DefDAP icon indicating copy to clipboard operation
DefDAP copied to clipboard

Improve masking

Open rhysgt opened this issue 10 months ago • 6 comments

Masking is now performed on accessing data in the datastore.

Removed the preview function in set_mask since it is now extraneous as the original data is not being overwritten.

We should consider moving cropping and masking from hrdic into base

rhysgt avatar Apr 15 '24 14:04 rhysgt

I've made some changes, can you check it works as expected? You can set the mask with: dic_map.data.generate('mask', mask=bool_array). How are these masks generated? Is it quite standard or do you change things about to fit the data? We need to change the mask function so the stored data is not mutated. This can maybe be done by casting as a masked array and then getting the filled array.

mikesmic avatar Apr 17 '24 09:04 mikesmic

Have fixed the problems you stated I think - using a masked array instead of mutation and now generates a null mask in a better way (?)

Moat of the time, the masks I used are quite straightforward, for example (from docs):

To remove data points in dic_map where max_shear is above 0.8, use:

mask = dic_map.data.max_shear > 0.8

To remove data points in dic_map where e11 is above 1 or less than -1, use:

mask = (dic_map.data.e[0, 0] > 1) | (dic_map.data.e[0, 0] < -1)

To remove data points in dic_map where corrVal is less than 0.4, use:

mask = dic_map.corr_val < 0.4

rhysgt avatar Apr 17 '24 15:04 rhysgt

Also - there is an inconsistency in function naming - calc_mask and set_crop?

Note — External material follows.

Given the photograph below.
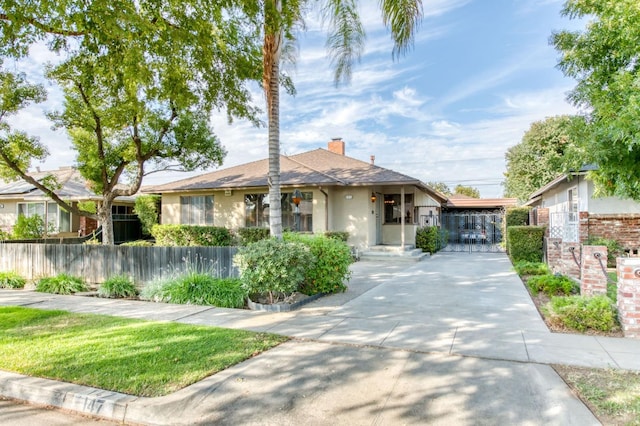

rhysgt avatar Apr 18 '24 09:04 rhysgt

I did call it set_mask but it would be confusing because it doesn't set anything, it just creates a mask image that the generate function uses. set_crop actually sets crop boundary values. I don't know about passing out masked arrays, will they work with everything else in the library? Although I looked at masking yesterday and I couldn't find a way to create an array with nans set for masked values without making a copy of the data. I need to look through the logic for the making again, my goal was to only run the masking function if a mask is set.

mikesmic avatar Apr 18 '24 11:04 mikesmic

As far as I'm aware, everything still seems to works as expected with a masked array.

It does incur an overhead (but much smaller by a factor 1000 than the previous method).

Do we need to change the logic to not use masked arrays for data that isn't masked? Currently a masked array is always generated.

rhysgt avatar Apr 18 '24 11:04 rhysgt

A masked array is only returned when a mask is provided. If unset, the normal map data is passed through as before.

rhysgt avatar Apr 24 '24 15:04 rhysgt